Weigel

Newt Attacks Tsongas-Loving, Worker-Firing, Gun-Taxing, Contract With America-Fearing Romney

MANCHESTER, NH - JANUARY 08: Republican presidential candidate, former Speaker of the House of Representatives Newt Gingrich arrives for a town hall meeting at the Don Quijote restaurant January 8, 2012 in Manchester, New Hampshire. Gingrich and the rest of the Republican field have taken aim with sharp attacks at front runner Mitt Romney with the New Hampshire primary only two days away. (Photo by Win McNamee/Getty Images) Photo by Win McNamee/Getty Images

MANCHESTER, N.H. – Forgetting the Occupy distraction, and forgetting the Hispanic outreach theme of the event, reporters showed up for Newt Gingrich’s event here for one big reason: The next act of the Get Romney show.
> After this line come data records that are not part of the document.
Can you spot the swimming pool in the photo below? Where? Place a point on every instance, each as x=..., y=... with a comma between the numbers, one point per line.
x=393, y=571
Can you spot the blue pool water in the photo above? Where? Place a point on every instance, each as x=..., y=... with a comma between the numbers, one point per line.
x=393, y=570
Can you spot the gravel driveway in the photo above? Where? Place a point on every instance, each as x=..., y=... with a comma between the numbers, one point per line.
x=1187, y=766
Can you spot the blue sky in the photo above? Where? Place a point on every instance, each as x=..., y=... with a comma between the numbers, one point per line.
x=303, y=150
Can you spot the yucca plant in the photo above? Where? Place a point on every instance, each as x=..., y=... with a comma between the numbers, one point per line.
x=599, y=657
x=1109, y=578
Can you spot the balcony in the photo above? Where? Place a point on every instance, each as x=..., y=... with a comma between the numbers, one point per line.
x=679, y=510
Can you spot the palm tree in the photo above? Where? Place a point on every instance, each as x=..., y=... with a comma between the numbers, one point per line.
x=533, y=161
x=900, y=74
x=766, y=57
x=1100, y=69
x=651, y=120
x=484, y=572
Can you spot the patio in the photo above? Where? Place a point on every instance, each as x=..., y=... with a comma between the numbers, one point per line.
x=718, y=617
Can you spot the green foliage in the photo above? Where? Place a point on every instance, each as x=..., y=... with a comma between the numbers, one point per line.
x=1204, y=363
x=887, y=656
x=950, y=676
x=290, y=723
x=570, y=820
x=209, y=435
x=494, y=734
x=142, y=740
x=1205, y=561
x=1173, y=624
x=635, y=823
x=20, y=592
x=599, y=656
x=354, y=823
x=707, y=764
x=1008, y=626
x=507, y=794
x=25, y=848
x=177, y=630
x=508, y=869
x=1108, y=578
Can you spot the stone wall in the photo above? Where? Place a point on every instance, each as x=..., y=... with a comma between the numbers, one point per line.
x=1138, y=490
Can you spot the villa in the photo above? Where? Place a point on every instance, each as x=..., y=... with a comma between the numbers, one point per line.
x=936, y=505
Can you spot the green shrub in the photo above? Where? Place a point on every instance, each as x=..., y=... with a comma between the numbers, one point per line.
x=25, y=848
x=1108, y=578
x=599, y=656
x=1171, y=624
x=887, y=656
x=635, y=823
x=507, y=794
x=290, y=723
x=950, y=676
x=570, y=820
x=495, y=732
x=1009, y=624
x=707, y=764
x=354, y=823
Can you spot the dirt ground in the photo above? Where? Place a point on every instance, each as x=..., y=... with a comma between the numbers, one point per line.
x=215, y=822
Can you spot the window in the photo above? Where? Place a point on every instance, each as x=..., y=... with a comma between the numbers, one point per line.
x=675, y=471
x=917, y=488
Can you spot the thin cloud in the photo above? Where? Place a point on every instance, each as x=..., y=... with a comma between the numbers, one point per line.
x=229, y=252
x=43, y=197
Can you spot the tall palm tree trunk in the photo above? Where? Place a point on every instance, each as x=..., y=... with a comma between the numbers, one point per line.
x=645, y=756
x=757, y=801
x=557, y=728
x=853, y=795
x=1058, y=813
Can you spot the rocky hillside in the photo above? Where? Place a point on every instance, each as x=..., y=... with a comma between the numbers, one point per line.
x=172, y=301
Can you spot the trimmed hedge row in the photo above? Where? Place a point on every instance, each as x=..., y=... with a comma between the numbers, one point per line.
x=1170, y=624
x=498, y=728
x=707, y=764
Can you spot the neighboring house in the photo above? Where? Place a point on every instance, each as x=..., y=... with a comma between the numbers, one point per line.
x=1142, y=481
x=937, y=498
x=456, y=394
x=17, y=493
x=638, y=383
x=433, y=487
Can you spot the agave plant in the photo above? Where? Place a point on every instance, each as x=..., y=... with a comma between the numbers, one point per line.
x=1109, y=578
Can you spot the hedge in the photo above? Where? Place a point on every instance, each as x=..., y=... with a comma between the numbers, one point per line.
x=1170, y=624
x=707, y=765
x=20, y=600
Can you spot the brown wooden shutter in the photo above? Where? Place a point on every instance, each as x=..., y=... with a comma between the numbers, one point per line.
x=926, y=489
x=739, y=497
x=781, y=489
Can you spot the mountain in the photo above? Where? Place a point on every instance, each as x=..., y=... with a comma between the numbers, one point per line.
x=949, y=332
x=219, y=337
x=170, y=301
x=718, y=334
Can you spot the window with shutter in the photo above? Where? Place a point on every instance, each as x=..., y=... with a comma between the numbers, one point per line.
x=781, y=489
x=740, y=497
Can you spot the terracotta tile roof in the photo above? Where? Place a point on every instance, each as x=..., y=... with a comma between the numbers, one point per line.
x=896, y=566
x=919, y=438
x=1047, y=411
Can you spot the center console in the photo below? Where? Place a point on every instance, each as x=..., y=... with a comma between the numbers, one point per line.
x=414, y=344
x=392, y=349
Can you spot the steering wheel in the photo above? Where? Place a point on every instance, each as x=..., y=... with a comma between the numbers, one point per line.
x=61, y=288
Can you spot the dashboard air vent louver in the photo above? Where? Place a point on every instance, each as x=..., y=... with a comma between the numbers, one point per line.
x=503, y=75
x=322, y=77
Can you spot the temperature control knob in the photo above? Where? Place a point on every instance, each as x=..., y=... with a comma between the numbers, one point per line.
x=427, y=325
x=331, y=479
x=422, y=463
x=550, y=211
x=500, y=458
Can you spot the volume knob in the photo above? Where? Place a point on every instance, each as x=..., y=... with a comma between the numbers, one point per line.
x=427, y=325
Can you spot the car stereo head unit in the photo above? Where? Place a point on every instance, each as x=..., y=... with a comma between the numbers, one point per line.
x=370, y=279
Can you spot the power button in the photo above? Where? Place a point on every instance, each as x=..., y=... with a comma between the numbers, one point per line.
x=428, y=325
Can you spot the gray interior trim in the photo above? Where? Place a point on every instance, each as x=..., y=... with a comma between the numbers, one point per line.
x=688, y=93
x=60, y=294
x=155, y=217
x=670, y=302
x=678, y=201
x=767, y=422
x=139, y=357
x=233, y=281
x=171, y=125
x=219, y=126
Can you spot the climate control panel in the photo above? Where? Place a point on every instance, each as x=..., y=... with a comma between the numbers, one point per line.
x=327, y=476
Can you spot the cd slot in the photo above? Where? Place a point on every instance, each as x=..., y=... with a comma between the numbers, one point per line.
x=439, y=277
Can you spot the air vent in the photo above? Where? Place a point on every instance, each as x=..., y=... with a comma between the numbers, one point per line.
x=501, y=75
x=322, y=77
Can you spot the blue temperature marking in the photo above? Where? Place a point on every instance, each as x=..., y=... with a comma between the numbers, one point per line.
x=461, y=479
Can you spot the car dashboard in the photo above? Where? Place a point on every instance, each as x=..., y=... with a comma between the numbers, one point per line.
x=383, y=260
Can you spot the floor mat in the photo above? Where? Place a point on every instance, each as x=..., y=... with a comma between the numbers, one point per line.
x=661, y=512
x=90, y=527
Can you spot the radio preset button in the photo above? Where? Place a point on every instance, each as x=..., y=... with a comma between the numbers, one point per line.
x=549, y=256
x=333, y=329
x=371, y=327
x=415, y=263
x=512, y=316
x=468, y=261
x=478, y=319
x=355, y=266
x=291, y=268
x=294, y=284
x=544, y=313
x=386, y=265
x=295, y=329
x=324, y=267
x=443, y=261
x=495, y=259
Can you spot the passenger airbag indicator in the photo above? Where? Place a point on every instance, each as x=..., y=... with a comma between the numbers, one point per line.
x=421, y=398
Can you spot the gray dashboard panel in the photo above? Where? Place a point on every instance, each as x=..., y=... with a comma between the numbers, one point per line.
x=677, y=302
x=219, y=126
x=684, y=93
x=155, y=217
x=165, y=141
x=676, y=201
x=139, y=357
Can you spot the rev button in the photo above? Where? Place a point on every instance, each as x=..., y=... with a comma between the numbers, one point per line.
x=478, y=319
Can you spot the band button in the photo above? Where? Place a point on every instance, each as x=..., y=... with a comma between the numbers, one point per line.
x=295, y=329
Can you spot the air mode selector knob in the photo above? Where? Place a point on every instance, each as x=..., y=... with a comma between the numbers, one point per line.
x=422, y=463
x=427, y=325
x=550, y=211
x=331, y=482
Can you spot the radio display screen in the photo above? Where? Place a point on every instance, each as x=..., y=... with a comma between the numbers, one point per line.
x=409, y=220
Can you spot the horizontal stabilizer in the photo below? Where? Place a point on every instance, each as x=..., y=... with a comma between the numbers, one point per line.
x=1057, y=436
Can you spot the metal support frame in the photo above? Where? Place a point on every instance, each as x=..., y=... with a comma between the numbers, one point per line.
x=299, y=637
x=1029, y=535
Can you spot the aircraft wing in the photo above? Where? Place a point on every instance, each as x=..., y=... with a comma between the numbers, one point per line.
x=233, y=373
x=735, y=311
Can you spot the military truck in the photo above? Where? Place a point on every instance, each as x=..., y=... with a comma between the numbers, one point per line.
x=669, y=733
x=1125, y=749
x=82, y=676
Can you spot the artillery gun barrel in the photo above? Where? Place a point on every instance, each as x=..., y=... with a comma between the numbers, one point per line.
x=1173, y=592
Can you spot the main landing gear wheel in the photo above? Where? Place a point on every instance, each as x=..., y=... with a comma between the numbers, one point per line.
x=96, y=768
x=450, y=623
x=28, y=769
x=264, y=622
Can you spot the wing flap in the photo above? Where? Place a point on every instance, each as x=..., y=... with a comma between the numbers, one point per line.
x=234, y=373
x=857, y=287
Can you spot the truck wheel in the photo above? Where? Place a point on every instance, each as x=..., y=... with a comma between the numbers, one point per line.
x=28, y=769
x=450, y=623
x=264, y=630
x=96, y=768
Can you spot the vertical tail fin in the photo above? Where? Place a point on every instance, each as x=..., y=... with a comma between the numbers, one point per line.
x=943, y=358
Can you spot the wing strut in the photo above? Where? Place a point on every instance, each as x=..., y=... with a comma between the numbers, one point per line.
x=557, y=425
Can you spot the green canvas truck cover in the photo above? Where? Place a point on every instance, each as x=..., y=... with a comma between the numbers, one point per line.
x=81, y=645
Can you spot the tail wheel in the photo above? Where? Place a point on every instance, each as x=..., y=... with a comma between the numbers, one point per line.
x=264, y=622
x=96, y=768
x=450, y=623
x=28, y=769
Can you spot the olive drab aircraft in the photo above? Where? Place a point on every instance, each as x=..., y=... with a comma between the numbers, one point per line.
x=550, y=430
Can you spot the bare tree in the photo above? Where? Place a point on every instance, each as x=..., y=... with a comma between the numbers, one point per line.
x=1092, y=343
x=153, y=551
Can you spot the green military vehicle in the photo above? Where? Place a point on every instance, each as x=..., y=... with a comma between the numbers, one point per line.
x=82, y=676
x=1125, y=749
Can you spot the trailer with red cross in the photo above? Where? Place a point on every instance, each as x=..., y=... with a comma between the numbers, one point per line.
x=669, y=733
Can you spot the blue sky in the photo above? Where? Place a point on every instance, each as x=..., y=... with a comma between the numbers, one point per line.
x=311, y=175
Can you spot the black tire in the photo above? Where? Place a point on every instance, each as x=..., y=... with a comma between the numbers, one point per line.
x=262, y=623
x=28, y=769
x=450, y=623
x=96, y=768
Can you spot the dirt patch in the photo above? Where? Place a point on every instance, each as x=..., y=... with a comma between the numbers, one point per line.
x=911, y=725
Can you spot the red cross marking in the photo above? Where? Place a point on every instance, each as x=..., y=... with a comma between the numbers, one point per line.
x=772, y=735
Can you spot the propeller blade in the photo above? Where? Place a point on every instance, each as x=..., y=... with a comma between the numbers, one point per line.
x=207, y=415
Gingrich played along, using his press availability afterward to deride Romney on every bullet point on his CV.

“I first worked with Ronald Reagan in 1974,” said Gingrich. “I worked with Reagan in the 1980s, when Mitt Romney was an independent. I worked to re-elect George H.W. Bush in 1992, when Mitt Romney was voting in the Democratic primary for Paul Tsongas. I was helping author the Contract With America in 1994, when Mitt Romney was runnin to the left of Teddy Kennedy and opposing the Contract With America. I think you can look at our career, and the two parallel timelines, and the gap between a Massachusetts moderate and a Reagan conservative are very clear.” Point being, it’s not negative to say any of this. “Bain Capital acquired a company, in essence looted it, and then laid off 1,700 people,” he said. That wasn’t negative, either. Just facts.

The inevitable question came: How well did Gingrich have to do here? He pointed, figuratively speaking, at a calendar. Get out of Mitt Romney’s backyard, and he’d be fine. Take South Carolina, for example. “When they learn that he gave approval to a tax on guns in Massachusetts,” said Gingrich, grinning broadly, “I think it’s going to be just fine in South Carolina.”

We are miles and miles away from the debate halls where Gingrich attacked “my one opponent, Barack Obama.” Ron Paul, who’s avoided some of Gingrich’s negative press attention simply by never making any pretensions of positivity, spent his last 24 hours talking the same talk. The difference is that Gingrich will move to the South, and Paul’s team is already looking at the next, under-discussed, under-organized caucus states.